Here Come the Indians!

Tutor Vista, an online tutoring service located in India, just secured an A funding round. Look for more educational software and service companies to come out of India. It's a trend, reinforced by some strong economics.

One of the major problems faced by educational software publishers, especially in content heavy areas like language instruction, is the cost of creating content. Usually it's substantially more than what it would cost to create a textbook, and since the major publishers have textbook development, manufacture and sale down to a science, there's been little financial incentive for them to replace textbooks with software. When they have built software, it has usually been lousy software that was expensive to make, and they end up giving it away with textbooks. In the late 1990s there were many experiments the majors did following this recipe. They ultimately stopped focusing on software.

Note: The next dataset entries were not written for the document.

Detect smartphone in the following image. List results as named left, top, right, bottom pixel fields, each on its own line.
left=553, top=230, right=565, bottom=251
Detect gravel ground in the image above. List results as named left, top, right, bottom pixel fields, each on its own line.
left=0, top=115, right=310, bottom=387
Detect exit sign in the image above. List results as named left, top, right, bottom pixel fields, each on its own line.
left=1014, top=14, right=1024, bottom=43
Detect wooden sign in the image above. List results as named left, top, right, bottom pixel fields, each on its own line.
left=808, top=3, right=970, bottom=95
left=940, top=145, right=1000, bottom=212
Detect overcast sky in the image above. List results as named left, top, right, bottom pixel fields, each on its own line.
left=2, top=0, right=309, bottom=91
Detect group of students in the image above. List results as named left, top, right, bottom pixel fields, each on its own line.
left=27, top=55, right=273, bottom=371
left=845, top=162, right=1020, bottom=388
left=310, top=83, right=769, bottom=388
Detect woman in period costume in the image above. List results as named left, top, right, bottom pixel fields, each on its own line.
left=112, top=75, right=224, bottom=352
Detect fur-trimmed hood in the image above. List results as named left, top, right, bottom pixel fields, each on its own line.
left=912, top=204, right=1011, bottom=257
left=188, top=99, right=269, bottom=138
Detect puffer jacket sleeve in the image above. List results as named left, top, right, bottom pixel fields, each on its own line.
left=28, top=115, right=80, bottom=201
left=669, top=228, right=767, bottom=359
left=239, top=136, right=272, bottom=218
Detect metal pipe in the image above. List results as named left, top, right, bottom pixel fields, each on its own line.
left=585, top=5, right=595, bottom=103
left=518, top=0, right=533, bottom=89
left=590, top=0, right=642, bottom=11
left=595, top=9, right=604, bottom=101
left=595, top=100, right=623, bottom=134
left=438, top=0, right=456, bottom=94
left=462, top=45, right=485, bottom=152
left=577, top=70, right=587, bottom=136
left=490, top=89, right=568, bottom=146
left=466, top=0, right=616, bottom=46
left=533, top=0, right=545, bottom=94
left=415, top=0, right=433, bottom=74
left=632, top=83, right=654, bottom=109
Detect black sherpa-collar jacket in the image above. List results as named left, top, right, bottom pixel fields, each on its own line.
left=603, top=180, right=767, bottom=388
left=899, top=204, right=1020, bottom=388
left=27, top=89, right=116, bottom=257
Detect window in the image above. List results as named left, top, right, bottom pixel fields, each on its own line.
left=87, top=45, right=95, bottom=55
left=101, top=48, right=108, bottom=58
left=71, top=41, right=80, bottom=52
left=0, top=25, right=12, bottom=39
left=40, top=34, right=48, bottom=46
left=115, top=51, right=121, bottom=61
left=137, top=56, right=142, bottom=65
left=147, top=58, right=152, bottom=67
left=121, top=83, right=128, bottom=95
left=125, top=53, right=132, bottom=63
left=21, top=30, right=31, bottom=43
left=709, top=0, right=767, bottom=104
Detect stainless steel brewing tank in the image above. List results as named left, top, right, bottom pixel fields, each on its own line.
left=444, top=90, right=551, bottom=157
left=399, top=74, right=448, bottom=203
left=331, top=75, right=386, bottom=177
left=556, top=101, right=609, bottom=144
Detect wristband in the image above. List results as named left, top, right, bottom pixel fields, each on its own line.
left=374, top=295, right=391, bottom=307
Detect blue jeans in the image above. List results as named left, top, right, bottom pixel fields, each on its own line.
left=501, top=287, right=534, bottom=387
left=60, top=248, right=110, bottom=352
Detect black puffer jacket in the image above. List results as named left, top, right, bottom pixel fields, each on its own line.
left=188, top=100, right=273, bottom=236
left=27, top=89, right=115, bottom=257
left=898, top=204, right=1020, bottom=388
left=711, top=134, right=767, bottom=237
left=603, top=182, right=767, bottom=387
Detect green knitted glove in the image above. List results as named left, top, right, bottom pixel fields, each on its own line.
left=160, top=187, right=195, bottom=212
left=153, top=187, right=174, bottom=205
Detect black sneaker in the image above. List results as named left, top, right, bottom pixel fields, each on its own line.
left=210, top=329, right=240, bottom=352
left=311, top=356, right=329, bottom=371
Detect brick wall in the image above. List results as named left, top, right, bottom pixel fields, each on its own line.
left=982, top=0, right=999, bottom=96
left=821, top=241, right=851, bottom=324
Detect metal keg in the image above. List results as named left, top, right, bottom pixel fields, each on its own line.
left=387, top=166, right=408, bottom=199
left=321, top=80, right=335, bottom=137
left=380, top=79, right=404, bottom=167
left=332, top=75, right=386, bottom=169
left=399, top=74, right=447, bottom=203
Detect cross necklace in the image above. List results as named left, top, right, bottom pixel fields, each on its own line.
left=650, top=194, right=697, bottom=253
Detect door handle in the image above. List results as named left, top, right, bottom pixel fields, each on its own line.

Cheap content development in India (or elsewhere) obviously changes the economics. But few educational software companies have successfully jumped on the outsouring bandwagon, because, even with the good economics, it is difficult to manage an outsourced development project to success. The logistics alone are difficult: just ask anyone who has worked on an outsource project about the problems with time zones. But the real problem is interface development. This is the game in educational software, as crucial to the business as author recruitment and management was to book publishing. It is very difficult at a distance, because it requires the dev, the designer and the SME to iterate quickly. It helps--a lot--if they are working in the same room, and looking at the same screen. There are obviously ways of getting around this. But they are more difficult than you think. And the real solution is to have Indian companies develop the expertise, from start to finish.

It's already happening. Tutor Vision isn't alone. Companies like Zeus Learning, CareerLauncher, and Congruent that have established footholds in the educational software market in India are expanding into the United States. They still have a relatively hard time selling product here, so for the most part they are looking for American partners for development contracts. But sooner or later they will figure out how Internet-based marketing and sales can play to their advantage. And they already have strong businesses in India from which to underwrite their efforts. Consider for a moment the region chart from Google trends on the keywords "educational software."











In the next five years a major Indian educational software company will join Pearson, Reed-Elsevier and McGraw-Hill as one of the world's major educational publishers. You heard it here first.